Everything that comes instinctively on a bike – leaning into curves, turning the handlebars, braking – seemed to provoke an alarming, almost suicidal reaction on a two-seater. Tandems should always, I reflected, come with stabilisers, and the phone number of a relationship counsellor. By the time we reached the dunes of Skagen Klitplantage nature reserve, we were both thankful for Denmark’s excellent cycle path network and remarkably straight roads.

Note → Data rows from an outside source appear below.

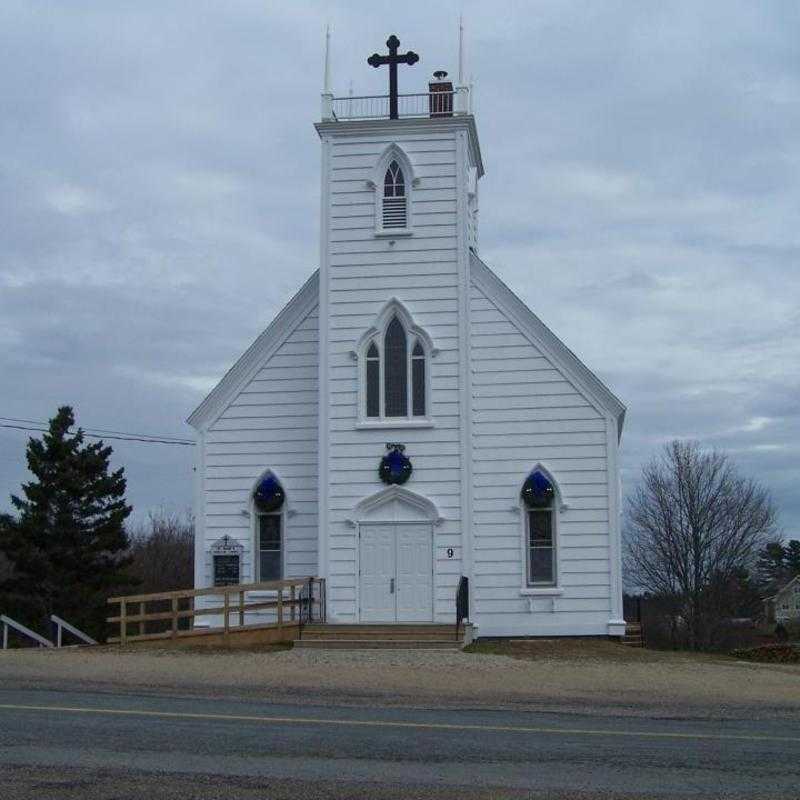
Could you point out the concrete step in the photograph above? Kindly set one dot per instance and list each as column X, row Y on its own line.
column 378, row 644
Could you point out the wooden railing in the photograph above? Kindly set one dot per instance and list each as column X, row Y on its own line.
column 294, row 601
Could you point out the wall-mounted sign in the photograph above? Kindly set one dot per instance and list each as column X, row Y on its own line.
column 226, row 559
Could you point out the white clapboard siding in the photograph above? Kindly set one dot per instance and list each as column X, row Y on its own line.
column 271, row 423
column 364, row 272
column 527, row 410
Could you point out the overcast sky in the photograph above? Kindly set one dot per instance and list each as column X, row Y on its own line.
column 159, row 180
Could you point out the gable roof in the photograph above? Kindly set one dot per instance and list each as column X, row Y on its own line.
column 531, row 326
column 290, row 316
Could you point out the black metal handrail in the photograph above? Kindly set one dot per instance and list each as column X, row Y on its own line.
column 462, row 603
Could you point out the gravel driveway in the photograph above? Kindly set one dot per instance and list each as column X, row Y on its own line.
column 573, row 676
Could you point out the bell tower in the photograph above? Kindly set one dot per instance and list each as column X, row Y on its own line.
column 398, row 221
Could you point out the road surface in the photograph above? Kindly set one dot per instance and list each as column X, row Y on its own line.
column 89, row 744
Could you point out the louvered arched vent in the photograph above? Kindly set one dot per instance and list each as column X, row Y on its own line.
column 395, row 208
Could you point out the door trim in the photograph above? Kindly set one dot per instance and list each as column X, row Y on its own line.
column 427, row 524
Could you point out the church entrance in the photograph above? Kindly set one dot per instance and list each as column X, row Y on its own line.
column 396, row 572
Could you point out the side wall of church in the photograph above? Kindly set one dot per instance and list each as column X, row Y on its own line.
column 271, row 424
column 527, row 412
column 425, row 272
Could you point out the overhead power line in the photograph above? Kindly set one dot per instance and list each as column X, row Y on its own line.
column 37, row 426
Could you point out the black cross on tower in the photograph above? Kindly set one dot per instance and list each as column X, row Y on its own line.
column 393, row 60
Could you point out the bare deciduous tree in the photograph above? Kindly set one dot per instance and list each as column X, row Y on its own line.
column 692, row 526
column 163, row 552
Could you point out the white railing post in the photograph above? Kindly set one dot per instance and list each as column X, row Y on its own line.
column 20, row 628
column 327, row 106
column 462, row 100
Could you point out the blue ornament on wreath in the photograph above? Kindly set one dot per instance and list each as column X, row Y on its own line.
column 269, row 494
column 395, row 467
column 537, row 491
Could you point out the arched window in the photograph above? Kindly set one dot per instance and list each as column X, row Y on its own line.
column 395, row 382
column 538, row 495
column 418, row 380
column 394, row 198
column 268, row 501
column 373, row 381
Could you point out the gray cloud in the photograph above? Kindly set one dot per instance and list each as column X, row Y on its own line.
column 159, row 203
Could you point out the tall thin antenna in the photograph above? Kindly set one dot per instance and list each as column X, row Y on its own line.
column 327, row 80
column 461, row 50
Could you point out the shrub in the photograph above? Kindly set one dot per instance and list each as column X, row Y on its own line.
column 769, row 654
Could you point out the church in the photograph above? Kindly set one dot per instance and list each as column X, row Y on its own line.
column 406, row 425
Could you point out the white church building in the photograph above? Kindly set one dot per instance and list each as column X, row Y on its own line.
column 406, row 419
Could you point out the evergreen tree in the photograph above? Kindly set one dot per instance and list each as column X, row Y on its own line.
column 793, row 557
column 66, row 546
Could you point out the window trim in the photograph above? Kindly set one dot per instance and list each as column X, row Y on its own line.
column 557, row 508
column 286, row 512
column 376, row 334
column 393, row 152
column 409, row 419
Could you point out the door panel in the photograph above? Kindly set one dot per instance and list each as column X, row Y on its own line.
column 378, row 570
column 414, row 573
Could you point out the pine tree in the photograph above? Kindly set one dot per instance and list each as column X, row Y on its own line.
column 66, row 546
column 793, row 557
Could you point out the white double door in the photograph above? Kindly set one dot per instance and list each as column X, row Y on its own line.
column 396, row 572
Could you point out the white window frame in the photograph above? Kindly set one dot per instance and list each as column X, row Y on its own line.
column 393, row 153
column 557, row 508
column 377, row 334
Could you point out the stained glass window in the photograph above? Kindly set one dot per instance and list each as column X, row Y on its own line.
column 373, row 381
column 269, row 547
column 541, row 547
column 396, row 370
column 269, row 495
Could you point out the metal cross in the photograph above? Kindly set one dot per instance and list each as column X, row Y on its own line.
column 393, row 60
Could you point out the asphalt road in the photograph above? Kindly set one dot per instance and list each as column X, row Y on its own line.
column 87, row 744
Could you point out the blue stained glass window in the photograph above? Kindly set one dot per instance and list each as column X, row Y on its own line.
column 269, row 494
column 537, row 491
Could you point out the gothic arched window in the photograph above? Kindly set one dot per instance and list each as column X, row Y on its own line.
column 396, row 382
column 268, row 502
column 395, row 211
column 395, row 374
column 538, row 496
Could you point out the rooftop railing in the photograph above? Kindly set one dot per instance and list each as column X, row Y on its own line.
column 409, row 106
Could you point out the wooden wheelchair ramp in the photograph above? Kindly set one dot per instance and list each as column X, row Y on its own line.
column 240, row 615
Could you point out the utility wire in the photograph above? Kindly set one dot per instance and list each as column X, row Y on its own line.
column 122, row 438
column 38, row 422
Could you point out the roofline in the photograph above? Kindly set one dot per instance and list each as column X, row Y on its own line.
column 356, row 127
column 276, row 333
column 550, row 342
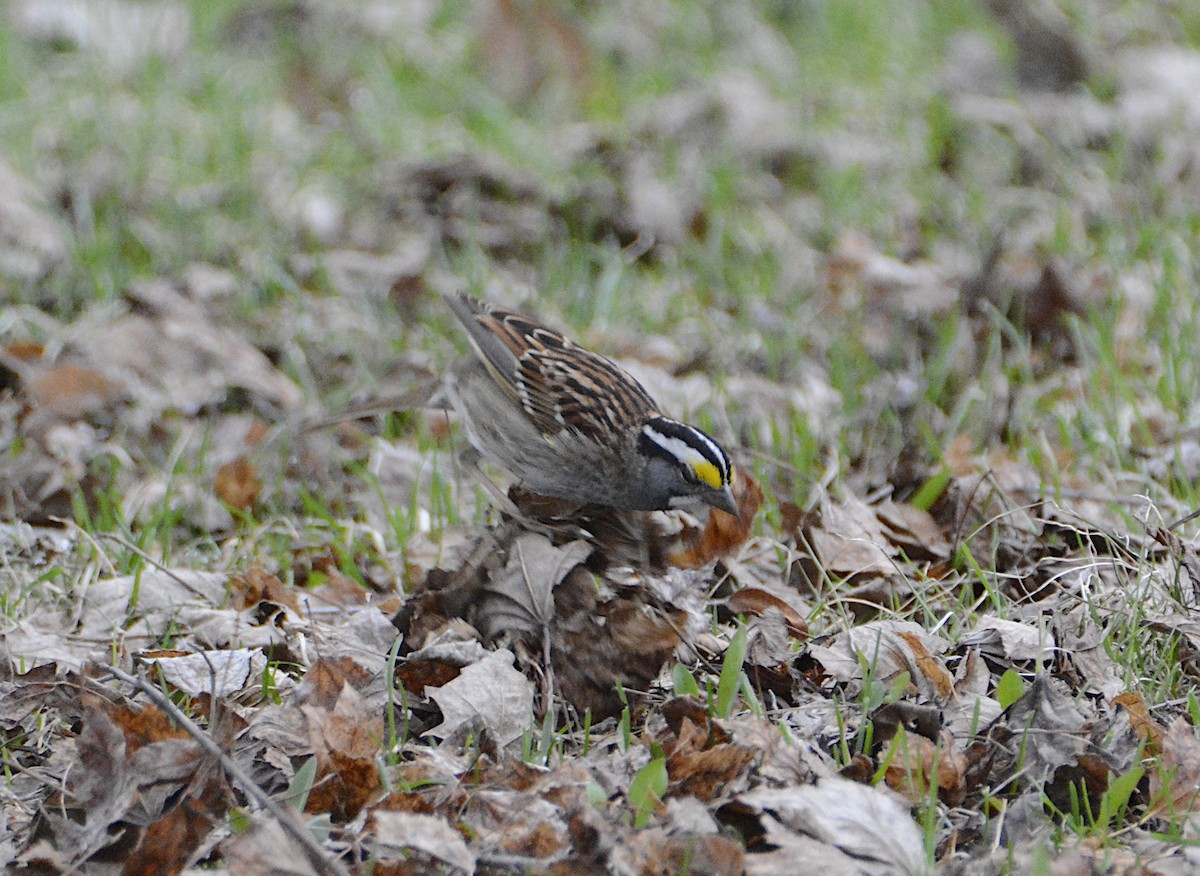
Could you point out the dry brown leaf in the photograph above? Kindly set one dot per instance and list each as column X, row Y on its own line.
column 1175, row 789
column 257, row 586
column 1149, row 730
column 929, row 666
column 913, row 531
column 757, row 601
column 237, row 484
column 346, row 741
column 916, row 765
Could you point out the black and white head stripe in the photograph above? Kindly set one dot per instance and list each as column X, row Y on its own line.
column 688, row 447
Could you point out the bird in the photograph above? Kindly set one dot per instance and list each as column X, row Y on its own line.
column 573, row 424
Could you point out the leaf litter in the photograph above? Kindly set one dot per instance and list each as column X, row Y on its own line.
column 552, row 660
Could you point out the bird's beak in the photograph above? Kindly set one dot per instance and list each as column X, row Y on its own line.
column 725, row 501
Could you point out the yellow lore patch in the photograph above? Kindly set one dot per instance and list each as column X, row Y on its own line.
column 707, row 473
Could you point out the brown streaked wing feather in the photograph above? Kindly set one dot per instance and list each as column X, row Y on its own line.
column 573, row 388
column 559, row 384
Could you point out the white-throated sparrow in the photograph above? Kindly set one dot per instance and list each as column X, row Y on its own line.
column 575, row 425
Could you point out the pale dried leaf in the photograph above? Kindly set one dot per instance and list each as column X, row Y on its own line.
column 397, row 832
column 490, row 693
column 217, row 672
column 521, row 597
column 865, row 822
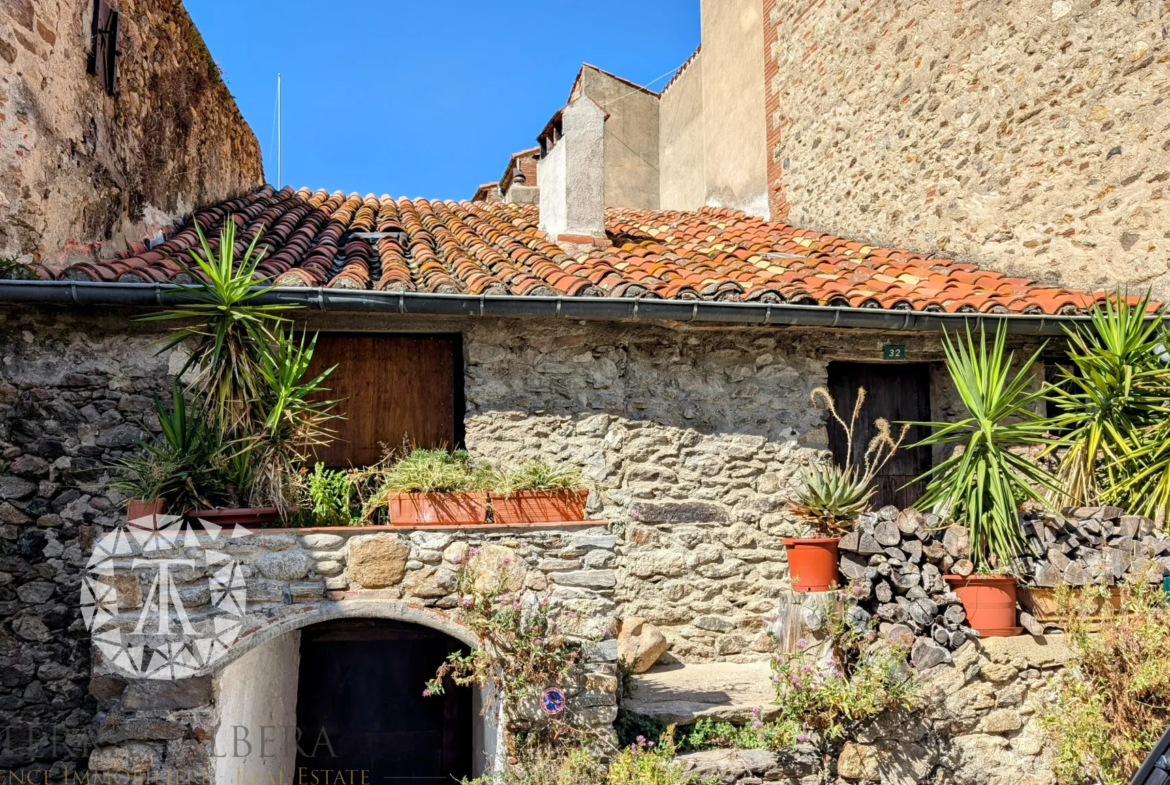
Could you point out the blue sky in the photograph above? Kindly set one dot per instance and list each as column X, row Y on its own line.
column 425, row 98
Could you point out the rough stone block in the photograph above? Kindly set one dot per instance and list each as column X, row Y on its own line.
column 160, row 694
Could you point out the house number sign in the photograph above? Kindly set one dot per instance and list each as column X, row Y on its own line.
column 552, row 701
column 893, row 352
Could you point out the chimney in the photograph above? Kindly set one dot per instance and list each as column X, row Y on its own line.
column 571, row 173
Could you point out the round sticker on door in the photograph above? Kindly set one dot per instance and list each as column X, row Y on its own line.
column 552, row 701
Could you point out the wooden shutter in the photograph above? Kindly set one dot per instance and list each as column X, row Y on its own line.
column 897, row 392
column 394, row 388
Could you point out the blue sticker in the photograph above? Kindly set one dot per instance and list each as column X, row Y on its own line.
column 552, row 701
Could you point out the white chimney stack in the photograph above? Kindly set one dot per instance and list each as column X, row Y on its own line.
column 571, row 173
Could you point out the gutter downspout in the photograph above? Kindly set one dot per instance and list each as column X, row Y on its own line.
column 412, row 303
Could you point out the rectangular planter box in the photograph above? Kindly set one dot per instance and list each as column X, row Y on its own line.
column 454, row 509
column 539, row 505
column 1041, row 604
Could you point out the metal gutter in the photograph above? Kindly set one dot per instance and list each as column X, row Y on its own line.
column 355, row 301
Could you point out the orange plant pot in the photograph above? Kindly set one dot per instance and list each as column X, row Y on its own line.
column 144, row 508
column 539, row 505
column 455, row 509
column 812, row 563
column 989, row 603
column 249, row 517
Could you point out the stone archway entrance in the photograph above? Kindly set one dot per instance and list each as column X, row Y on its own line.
column 356, row 670
column 360, row 706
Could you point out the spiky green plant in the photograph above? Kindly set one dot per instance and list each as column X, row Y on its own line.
column 227, row 331
column 983, row 484
column 831, row 496
column 1112, row 400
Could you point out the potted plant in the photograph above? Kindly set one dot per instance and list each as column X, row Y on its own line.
column 984, row 484
column 831, row 497
column 538, row 493
column 434, row 487
column 248, row 376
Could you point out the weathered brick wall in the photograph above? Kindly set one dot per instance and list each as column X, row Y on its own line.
column 695, row 441
column 83, row 172
column 74, row 396
column 1030, row 136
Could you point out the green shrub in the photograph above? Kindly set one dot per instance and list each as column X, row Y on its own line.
column 862, row 676
column 983, row 484
column 1113, row 703
column 536, row 475
column 757, row 735
column 331, row 494
column 431, row 472
column 831, row 497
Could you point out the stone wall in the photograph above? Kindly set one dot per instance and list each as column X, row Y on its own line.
column 694, row 441
column 294, row 579
column 1026, row 136
column 84, row 172
column 74, row 394
column 979, row 725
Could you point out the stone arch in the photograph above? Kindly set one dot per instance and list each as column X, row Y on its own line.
column 249, row 690
column 374, row 607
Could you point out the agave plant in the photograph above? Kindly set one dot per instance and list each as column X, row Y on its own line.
column 984, row 483
column 831, row 497
column 1112, row 404
column 227, row 331
column 179, row 467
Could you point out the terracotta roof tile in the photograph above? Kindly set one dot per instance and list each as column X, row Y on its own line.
column 348, row 241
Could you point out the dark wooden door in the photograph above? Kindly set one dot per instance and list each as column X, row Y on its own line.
column 392, row 390
column 899, row 392
column 362, row 681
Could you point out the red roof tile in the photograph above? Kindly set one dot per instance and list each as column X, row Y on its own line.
column 318, row 239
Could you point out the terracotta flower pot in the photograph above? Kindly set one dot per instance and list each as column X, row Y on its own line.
column 812, row 563
column 144, row 508
column 989, row 601
column 438, row 509
column 539, row 505
column 1041, row 603
column 249, row 517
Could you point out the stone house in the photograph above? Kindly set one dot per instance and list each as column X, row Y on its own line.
column 667, row 349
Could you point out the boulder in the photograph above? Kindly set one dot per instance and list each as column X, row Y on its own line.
column 640, row 644
column 378, row 562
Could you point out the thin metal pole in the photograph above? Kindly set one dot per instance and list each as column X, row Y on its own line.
column 277, row 130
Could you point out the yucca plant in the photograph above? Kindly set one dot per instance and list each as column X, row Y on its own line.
column 831, row 497
column 295, row 419
column 984, row 483
column 228, row 332
column 1112, row 401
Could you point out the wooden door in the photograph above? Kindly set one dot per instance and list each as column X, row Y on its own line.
column 899, row 392
column 362, row 681
column 392, row 390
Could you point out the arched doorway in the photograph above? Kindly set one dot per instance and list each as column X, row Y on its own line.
column 360, row 706
column 265, row 714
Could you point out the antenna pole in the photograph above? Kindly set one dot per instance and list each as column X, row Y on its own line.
column 277, row 131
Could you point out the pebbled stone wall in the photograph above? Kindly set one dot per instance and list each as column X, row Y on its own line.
column 1026, row 136
column 74, row 396
column 295, row 579
column 693, row 440
column 979, row 725
column 82, row 172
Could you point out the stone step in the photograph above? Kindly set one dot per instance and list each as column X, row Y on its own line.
column 681, row 694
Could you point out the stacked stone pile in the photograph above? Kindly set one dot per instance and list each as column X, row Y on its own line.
column 895, row 562
column 1093, row 545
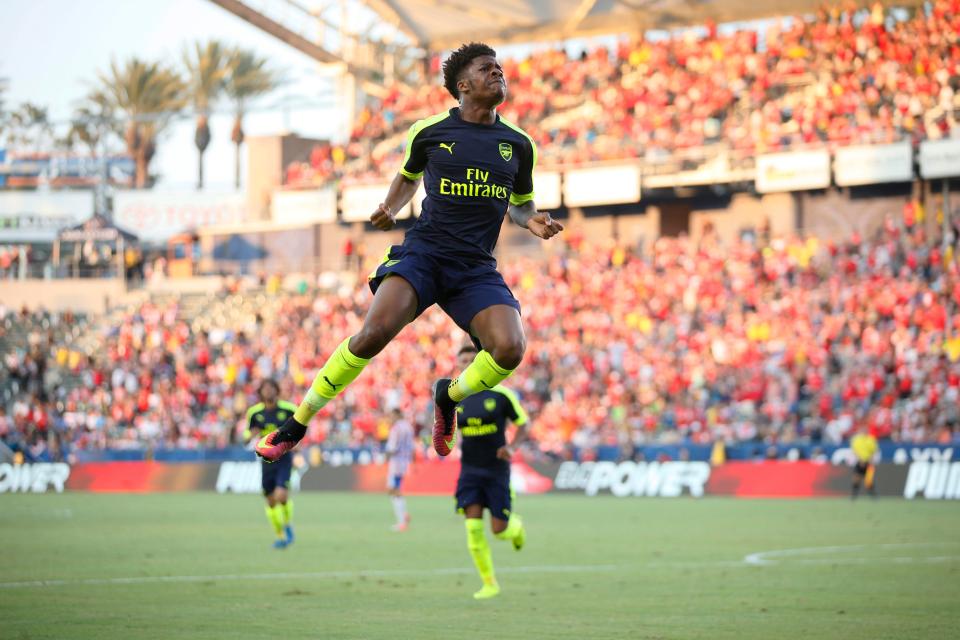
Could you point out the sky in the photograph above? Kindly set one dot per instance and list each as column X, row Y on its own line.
column 52, row 50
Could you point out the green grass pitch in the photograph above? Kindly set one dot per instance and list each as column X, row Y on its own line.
column 200, row 566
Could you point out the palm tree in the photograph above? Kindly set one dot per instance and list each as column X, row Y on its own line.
column 248, row 78
column 148, row 94
column 207, row 71
column 91, row 123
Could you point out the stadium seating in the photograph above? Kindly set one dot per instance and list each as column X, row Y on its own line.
column 787, row 341
column 843, row 78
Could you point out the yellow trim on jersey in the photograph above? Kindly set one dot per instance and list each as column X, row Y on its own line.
column 517, row 199
column 415, row 129
column 522, row 416
column 864, row 446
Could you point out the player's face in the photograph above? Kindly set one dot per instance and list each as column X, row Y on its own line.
column 268, row 393
column 485, row 79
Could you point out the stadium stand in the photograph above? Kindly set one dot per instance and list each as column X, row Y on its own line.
column 846, row 77
column 789, row 340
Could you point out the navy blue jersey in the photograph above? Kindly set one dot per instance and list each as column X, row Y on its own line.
column 482, row 420
column 470, row 172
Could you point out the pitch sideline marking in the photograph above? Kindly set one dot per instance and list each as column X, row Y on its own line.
column 316, row 575
column 771, row 558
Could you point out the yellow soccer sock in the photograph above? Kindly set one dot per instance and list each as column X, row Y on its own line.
column 514, row 527
column 480, row 550
column 483, row 373
column 340, row 369
column 275, row 516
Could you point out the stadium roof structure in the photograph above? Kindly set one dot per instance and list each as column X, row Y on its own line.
column 444, row 24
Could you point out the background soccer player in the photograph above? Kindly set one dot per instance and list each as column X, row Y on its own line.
column 264, row 418
column 476, row 167
column 484, row 480
column 400, row 445
column 864, row 447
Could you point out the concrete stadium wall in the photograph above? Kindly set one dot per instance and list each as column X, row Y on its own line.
column 89, row 295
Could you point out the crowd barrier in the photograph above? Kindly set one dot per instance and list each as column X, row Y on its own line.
column 933, row 478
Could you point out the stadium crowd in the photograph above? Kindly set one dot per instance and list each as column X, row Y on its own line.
column 792, row 340
column 848, row 76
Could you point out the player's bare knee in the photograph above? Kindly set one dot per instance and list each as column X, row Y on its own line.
column 509, row 354
column 370, row 340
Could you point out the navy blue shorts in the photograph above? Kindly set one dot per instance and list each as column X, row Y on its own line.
column 461, row 290
column 490, row 489
column 276, row 474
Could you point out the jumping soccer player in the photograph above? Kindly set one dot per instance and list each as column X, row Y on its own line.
column 400, row 455
column 484, row 480
column 263, row 418
column 865, row 449
column 476, row 167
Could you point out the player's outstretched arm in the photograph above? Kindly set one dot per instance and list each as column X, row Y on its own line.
column 539, row 223
column 402, row 189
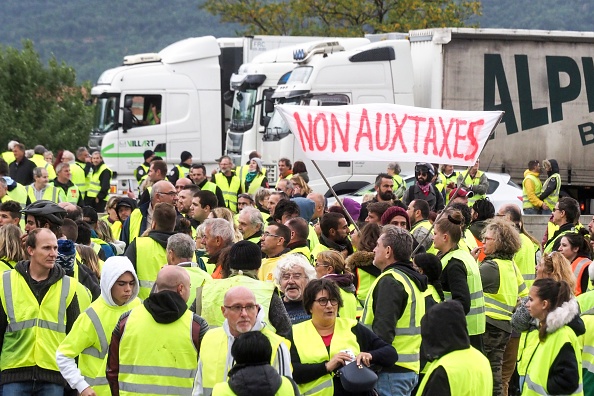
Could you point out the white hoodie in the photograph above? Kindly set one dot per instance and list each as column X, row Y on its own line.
column 282, row 362
column 113, row 268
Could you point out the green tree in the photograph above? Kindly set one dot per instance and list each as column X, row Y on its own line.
column 342, row 17
column 40, row 104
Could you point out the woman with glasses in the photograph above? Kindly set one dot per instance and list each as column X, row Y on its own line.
column 326, row 343
column 502, row 286
column 330, row 265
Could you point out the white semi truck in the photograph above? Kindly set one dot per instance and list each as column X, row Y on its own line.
column 186, row 83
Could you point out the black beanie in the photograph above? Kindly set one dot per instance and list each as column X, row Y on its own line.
column 245, row 255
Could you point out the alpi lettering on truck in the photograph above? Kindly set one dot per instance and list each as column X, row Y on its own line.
column 378, row 132
column 564, row 82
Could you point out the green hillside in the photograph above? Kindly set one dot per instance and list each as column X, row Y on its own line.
column 94, row 36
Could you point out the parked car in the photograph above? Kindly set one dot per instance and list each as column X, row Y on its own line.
column 502, row 190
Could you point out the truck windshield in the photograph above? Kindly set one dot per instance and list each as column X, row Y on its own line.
column 106, row 109
column 277, row 128
column 242, row 116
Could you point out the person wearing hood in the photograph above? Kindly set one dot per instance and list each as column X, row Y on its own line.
column 89, row 338
column 252, row 373
column 555, row 367
column 532, row 189
column 154, row 348
column 551, row 187
column 242, row 314
column 39, row 308
column 149, row 253
column 254, row 178
column 457, row 367
column 99, row 185
column 330, row 265
column 394, row 308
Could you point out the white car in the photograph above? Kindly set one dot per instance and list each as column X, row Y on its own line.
column 502, row 190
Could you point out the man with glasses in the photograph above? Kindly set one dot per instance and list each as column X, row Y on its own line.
column 228, row 182
column 273, row 243
column 242, row 314
column 141, row 218
column 424, row 189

To a soundtrack of muttered bickering we pedalled on, to another of Denmark’s most photographed landmarks, miraculously arriving intact. Den Tilsandede Kirke – the ‘Buried Church’, built in 1375, was once the largest in the region but the famous ‘walking’ dunes of northern Jutland soon began to encroach. By the end of the 18th century parishioners had to abandon the building and today its tower cranes up between dunes, a striking testament to the fast-changing nature of the environment.
The sun was lingering just above the Skagerrak that evening as Villy and I reconvened at the massive dunes of Råbjerb Mile, 17km south-west of Skagen. Villy pulled a couple of bottles from his bag, and we nestled into the marram grass for a decidedly local sundowner: each of his potent snaps was made with a plant from the area. “This one is flavoured with tormentil – you might call it bloodroot,” he said, pouring a shot. “It’s medicinal, good for almost every type of disease.” Ah, how I admire traditional medicine.
While I sipped, Villy hopped up and grabbed a handful of a scrubby plant. “This is pors – it’s been used for 5,000 years, and it’s great in snaps.” I stuffed it in my pockets so I could experiment with vodka back home (all in the name of journalistic research).
Warmed by the firewater, we hauled ourselves up the sandhills; at one square kilometre, Råbjerg Mile is one of Europe’s largest dune systems. The symphony of croaking toads swelled; Villy picked out a nightjar’s whirr and curlews’ calls, while around us hopped their food – tiny insects named, appropriately, sandspringers.
At the top of the highest dune, we were at a breathless 40m altitude – lofty by local standards, and enough to afford sweeping views.
To our west was the Skagerrak coast, from where these dunes had marched just a few hundred years ago; to the east beckoned the Kattegat, Råbjerg Mile’s destination – within 50 years it may blow into the sea again.
In the north, a sweeping beam pinpointed Skagen’s newest lighthouse – at least for now. In Skagen, the landscape never stays the same for long. But it was this scene, or the equivalent 150 years ago, that impressed Hans Christian Andersen to describe “a desert between two roaring seas...an aspect of nature which will give you a picture of Africa’s desert, of the ash heaps of Pompeii and of the sandbanks in the great ocean above which birds soar.”
He took the words right out of my mouth.